Fear is also individual; every person experiences it differently. A good friend of mine doesn’t like to fly. She was with me on the trip to New Orleans and she was constantly apologizing for freaking out about noises and bumps on the plane. Honestly, I thought she did great. It’s not like she assumed the crash position, clutched her Rosary beads and tried to make peace with her Creator. She just babbled a little. No problem.
For me, it’s going to the dentist. I know it’s a common thing to fear the dentist. But I’m pretty sure I take it to a whole new level. I can take my children to the dentist, no problem. However, when they call me back to the treatment room to talk about cavities or floss, I cling to the doorway, and stare at the ceiling instead of the weapons…I mean instruments on the table. In one dentist’s office there was a television in the waiting room with a continuous loop of what I guess is supposed to be an educational video showing broken teeth, pointy instruments and gum scraping. I’m amazed I didn’t pass out.
Recently, my daughter had a messy situation with a loose tooth. Not for nothing, it was hanging out of her mouth like bait on a hook. I am a complete failure as a parent in this area, there is just no way I can do loose teeth. Naturally I never want my children to get hurt, but I think I could handle almost any injury or illness easier than a loose tooth. I bet I could set a broken bone in an emergency and not blink. But a loose tooth? I call in reinforcements for that. My friend the hesitant flyer is a whiz with teeth.
I took Devin over to her house and while I waited in the kitchen, barely resisting the urge to curl up in the fetal position under the table, she had my daughter in the upstairs bathroom. I sent one of her kids to the bottom of the stairs to listen and bring me updates. Bad idea.
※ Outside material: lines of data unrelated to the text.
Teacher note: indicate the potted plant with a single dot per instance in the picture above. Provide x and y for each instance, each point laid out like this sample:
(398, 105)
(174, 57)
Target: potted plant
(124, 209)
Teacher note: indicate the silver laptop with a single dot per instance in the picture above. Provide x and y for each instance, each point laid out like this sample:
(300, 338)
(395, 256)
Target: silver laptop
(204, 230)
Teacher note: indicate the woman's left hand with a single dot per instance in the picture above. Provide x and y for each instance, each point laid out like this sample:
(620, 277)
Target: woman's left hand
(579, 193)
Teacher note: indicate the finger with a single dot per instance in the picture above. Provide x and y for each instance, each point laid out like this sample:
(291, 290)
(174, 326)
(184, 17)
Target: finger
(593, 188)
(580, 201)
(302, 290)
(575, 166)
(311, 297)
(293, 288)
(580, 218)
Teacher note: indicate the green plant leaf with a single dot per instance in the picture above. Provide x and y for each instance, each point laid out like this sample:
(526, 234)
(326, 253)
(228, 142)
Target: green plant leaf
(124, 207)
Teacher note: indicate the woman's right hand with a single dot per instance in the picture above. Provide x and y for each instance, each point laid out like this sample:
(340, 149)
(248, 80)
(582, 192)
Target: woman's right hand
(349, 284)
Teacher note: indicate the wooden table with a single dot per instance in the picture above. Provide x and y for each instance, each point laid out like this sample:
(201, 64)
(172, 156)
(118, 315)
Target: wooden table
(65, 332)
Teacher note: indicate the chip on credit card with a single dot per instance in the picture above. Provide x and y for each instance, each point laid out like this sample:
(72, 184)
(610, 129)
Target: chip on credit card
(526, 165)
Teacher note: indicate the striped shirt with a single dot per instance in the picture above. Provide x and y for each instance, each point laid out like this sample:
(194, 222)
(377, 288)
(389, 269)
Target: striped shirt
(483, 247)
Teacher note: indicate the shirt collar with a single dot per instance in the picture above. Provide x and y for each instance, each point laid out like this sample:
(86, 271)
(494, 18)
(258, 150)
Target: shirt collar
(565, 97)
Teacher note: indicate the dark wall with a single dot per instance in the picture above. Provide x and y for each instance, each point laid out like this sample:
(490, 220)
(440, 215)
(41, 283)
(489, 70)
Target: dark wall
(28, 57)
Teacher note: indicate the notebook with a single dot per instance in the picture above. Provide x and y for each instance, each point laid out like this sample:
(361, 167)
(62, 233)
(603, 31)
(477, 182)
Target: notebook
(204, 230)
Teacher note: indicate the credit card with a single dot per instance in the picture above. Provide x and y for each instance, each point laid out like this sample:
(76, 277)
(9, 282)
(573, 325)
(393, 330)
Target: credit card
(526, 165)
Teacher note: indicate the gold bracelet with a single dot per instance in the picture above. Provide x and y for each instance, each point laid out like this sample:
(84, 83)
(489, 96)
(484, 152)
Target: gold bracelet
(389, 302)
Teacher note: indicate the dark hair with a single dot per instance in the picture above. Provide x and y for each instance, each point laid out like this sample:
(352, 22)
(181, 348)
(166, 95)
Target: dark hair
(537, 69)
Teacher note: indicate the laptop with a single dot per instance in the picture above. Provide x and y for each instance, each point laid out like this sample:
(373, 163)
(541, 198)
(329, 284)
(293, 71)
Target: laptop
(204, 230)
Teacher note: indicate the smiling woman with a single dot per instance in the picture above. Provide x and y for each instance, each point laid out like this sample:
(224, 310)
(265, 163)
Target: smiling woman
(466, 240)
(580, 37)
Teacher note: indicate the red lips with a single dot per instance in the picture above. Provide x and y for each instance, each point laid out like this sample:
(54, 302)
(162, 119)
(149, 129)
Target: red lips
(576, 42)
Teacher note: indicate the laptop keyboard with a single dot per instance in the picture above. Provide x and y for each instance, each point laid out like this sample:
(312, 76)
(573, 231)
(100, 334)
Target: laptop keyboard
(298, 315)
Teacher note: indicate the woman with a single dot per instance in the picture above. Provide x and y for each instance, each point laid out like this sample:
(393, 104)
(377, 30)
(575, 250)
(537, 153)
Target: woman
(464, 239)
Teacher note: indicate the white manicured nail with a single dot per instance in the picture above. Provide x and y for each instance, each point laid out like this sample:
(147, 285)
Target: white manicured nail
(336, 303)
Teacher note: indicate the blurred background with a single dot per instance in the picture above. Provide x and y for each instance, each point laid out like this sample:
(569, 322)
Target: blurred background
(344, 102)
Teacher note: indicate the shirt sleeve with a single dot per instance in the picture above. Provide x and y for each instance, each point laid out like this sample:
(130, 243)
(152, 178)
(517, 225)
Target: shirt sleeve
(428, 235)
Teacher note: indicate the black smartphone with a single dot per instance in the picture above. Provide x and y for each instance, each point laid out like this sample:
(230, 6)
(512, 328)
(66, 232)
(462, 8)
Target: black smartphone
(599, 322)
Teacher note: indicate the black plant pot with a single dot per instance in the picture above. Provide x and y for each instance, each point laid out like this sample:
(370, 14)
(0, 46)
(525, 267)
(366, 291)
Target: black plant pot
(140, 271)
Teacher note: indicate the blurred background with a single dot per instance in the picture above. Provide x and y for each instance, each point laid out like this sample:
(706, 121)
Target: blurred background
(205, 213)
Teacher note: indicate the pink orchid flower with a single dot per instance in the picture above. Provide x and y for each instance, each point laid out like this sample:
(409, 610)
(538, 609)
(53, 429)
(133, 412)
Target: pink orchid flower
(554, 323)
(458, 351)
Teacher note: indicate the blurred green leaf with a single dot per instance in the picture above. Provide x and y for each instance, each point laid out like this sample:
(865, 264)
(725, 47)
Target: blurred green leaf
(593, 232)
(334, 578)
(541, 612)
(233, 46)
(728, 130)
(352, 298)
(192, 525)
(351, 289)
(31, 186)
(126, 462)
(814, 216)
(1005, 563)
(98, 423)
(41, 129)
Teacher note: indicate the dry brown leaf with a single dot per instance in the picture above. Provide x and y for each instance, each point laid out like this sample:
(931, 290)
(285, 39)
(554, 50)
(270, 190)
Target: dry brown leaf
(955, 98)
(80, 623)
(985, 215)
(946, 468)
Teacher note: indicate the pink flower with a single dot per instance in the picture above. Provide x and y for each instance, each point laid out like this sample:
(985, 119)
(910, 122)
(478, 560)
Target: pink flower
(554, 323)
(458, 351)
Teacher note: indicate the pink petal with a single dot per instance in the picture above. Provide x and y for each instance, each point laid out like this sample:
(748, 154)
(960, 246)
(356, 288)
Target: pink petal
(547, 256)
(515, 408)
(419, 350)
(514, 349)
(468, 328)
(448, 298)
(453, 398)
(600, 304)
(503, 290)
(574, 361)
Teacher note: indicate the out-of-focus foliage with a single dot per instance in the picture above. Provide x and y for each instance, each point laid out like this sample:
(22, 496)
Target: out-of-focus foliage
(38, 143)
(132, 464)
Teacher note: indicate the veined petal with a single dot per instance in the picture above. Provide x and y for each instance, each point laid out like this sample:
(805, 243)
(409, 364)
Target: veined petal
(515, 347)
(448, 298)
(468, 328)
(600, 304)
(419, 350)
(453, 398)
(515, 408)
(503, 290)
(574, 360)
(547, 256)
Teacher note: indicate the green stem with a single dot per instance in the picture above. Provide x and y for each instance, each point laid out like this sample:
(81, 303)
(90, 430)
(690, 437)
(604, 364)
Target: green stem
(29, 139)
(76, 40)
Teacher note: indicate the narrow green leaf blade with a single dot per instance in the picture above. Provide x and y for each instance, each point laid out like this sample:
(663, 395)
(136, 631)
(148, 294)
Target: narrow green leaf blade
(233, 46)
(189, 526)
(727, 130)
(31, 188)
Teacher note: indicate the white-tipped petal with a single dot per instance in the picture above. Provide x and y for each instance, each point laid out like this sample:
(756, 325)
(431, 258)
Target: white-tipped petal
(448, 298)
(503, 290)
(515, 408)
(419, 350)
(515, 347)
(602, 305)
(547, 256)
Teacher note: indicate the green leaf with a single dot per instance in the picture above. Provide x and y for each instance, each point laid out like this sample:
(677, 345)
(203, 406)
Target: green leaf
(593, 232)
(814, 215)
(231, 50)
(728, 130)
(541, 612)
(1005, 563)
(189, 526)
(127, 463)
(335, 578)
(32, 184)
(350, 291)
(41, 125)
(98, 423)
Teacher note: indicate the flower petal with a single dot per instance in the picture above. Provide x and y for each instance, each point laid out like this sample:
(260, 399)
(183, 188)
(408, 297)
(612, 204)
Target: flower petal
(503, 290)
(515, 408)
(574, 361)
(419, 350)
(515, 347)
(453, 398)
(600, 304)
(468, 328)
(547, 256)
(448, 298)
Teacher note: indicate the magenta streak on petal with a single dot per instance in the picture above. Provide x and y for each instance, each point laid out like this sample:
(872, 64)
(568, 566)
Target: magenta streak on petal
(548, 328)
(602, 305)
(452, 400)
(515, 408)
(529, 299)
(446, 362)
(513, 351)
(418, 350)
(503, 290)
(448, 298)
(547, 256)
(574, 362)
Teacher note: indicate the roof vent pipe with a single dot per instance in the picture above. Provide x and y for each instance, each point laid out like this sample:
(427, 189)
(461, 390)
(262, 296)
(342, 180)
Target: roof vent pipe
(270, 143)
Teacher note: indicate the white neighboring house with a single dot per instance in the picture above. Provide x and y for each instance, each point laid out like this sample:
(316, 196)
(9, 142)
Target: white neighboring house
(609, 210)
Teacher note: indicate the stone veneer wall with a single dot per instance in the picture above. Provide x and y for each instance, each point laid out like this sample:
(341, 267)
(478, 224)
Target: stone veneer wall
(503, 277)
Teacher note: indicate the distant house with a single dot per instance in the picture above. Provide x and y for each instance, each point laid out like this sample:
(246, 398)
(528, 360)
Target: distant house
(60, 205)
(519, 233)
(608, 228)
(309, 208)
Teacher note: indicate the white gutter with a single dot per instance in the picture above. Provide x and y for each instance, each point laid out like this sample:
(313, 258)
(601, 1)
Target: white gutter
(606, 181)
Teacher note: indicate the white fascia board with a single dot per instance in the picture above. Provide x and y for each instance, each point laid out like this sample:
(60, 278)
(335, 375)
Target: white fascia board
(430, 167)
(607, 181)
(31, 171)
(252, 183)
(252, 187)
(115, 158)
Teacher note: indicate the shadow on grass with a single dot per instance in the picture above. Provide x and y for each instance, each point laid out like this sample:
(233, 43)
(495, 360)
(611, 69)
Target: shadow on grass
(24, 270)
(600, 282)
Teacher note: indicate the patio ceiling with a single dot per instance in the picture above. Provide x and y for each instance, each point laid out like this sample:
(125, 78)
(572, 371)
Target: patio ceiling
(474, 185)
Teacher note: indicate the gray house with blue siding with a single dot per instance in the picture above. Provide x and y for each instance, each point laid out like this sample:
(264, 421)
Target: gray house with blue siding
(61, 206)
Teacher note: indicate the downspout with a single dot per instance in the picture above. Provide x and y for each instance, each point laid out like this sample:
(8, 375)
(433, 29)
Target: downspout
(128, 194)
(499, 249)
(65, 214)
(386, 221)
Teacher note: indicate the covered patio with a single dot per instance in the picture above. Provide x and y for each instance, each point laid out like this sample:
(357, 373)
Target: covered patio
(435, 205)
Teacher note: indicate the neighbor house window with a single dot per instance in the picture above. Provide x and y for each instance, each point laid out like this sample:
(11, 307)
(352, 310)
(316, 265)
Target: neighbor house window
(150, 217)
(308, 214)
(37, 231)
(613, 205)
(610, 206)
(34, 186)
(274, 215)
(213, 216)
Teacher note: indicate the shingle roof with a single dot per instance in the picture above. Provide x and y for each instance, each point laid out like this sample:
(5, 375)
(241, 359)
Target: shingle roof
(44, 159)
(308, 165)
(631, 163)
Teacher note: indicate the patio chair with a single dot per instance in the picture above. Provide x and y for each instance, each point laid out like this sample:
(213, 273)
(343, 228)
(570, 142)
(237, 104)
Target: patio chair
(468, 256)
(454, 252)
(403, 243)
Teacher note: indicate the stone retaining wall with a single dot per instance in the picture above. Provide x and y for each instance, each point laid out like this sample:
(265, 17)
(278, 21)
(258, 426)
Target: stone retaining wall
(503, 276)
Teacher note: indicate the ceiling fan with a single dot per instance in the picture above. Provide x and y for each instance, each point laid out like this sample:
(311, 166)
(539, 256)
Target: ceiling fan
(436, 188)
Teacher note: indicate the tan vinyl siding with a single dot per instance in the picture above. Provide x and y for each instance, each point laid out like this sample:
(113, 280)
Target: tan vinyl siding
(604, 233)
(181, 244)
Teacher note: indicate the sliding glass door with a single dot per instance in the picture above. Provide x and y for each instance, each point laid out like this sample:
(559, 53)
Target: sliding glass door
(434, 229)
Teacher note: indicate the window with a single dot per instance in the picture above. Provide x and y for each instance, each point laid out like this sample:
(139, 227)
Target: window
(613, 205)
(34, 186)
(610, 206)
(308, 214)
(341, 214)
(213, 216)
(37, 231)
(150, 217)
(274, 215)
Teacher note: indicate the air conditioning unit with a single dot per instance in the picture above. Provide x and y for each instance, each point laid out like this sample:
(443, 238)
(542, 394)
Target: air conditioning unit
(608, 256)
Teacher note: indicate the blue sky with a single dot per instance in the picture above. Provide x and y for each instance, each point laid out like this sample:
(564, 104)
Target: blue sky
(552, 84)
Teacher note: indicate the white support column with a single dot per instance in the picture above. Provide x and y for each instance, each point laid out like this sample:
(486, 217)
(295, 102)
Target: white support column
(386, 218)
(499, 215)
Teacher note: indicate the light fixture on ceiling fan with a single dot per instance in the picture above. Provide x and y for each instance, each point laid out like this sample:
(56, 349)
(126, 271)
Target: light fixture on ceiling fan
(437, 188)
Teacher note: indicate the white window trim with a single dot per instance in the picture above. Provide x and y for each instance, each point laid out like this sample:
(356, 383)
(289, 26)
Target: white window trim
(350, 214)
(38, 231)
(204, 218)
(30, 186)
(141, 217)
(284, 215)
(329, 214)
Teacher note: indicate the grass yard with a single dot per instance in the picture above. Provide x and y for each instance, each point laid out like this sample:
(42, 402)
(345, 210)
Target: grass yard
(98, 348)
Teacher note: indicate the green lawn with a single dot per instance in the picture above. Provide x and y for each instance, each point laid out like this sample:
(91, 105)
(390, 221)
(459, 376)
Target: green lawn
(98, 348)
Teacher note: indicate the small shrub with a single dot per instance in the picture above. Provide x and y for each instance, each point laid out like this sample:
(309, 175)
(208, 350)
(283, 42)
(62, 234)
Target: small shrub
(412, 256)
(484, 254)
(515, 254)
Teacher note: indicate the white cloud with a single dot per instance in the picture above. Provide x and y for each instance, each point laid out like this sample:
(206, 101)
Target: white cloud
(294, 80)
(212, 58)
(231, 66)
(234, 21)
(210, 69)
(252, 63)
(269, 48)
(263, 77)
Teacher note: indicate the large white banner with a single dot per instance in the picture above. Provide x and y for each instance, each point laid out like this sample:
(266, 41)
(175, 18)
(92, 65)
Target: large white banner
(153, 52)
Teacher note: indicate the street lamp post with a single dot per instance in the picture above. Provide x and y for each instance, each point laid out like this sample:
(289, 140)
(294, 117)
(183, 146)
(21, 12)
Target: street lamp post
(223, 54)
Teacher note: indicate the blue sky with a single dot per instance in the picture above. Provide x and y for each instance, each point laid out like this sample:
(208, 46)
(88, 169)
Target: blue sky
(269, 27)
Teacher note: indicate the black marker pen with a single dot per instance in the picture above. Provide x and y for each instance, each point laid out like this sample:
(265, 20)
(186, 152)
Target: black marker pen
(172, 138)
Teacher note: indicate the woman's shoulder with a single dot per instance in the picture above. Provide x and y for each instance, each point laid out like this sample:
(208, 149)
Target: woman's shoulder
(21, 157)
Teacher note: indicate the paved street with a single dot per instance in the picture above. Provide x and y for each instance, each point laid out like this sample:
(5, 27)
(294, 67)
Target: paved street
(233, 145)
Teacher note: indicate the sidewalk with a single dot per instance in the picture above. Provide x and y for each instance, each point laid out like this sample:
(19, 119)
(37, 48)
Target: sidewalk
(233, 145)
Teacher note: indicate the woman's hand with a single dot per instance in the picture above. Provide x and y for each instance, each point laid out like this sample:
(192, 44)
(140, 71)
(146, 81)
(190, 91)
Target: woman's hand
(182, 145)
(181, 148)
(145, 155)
Molly came back and said, “Mommy said the word ‘blood’ and she told Devin to hang on to something.” In hindsight, I probably shouldn’t have even been in the building.
While I always see to the dental care of my children, I had not been to a dentist myself in way too long. Finally, it had to be done. I would be lying if I said it was easy, it wasn’t, not for me. I know people who can nap in the dentist’s chair. I think I could too, if there was a big hammer someone could hit me with first. Or a Xanax the size of a pick up truck. I considered two shooters of vodka, but decided against that since I did have to drive there and back.
You know what worked? Having the dentist look at me and say “It’s OK, I get it” And she did, completely. I was lucky enough to find a dentist that knew exactly how I felt, knew what to do about it and didn’t act like I was a complete whack job. That is how fear is managed. Well, mostly, a prescription was involved too, but trust me, it was for the best. A fear, even an irrational one, is always lessened when there is someone else around who takes the time to understand.
While I did not admit it at the time, I laughed pretty hard when a smart aleck friend sent me an email telling me I’d be just fine and how much better dentistry is today than hundreds of years ago. He was pretty sure medieval torture instruments were actually dental tools and suggested that members of the Spanish Inquisition were probably dentists, asking me “Is any of this helping?”
Yes it did. Whenever someone takes the time to comfort a friend, on an airplane, at the dentist or just on a bad day, it helps. Fear is no match for a good friend.